# 1947 Foucaux motorized sidecar bicycle



## spoon55432 (Jun 21, 2022)

There is an unofficial gathering in Minneapolis, MN every fathers day on Nicollet Island that goes back to 1975. It will never die because people just keep showing up, year after year. Originally experimental and antique bicycles and motorcycles, you never know what you will see there. 
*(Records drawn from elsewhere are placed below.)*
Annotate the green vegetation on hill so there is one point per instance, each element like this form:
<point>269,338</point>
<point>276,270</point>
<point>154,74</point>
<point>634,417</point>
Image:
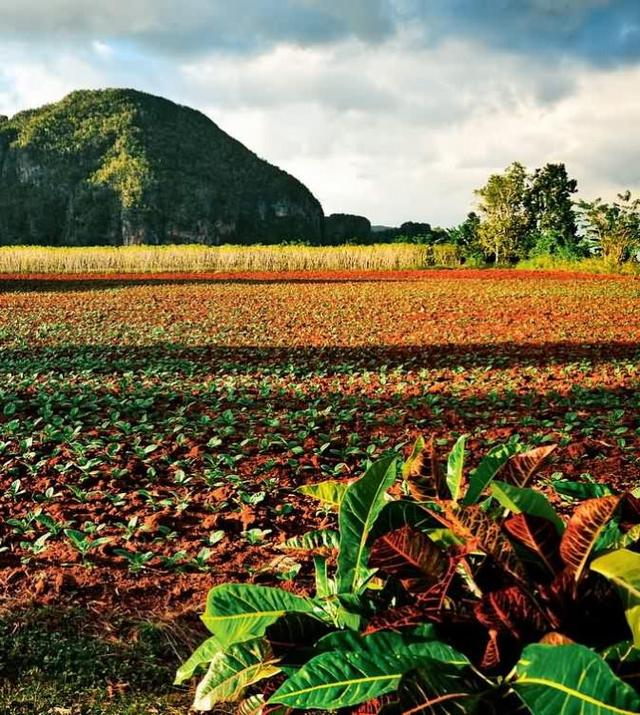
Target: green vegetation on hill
<point>122,167</point>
This year we had a really special bicycle, one of the most interesting bikes I've ever seen, original and in running shape. A 1947 Foucaux. This motorized bicycle has a sidecar attached on its right side with a complex mount that makes the sidecar lean at the same angle as the bike around curves, and a small engine mounted on the rear wheel. It's a time machine. Check out the pics.


----------



## Freqman1 (Jun 21, 2022)

I'm digg'n the fish tail muffler!


----------



## Gimletbikes (Jun 21, 2022)

That thing is intense! I like that the sidecar stays level while the bicycle is cornering. Seems good for a dog buddy


----------



## New Mexico Brant (Jun 21, 2022)

Amazing machine!  Thank you for sharing.  So great to see it being ridden and not restored all shiny in a jenky sort of way.


----------



## geosbike (Jun 21, 2022)

thats very kool


----------



## Fastfreddy (Aug 28, 2022)

Do you still have the Foucaux? Might you be interested in selling it


----------



## CURTIS L LINDGREN (Aug 28, 2022)

That is one cool bike !   Thanks for sharing .  I think I have the perfect mascot for this bike ( See Pictures )  Mickey  was made in France in the mid 1930's


----------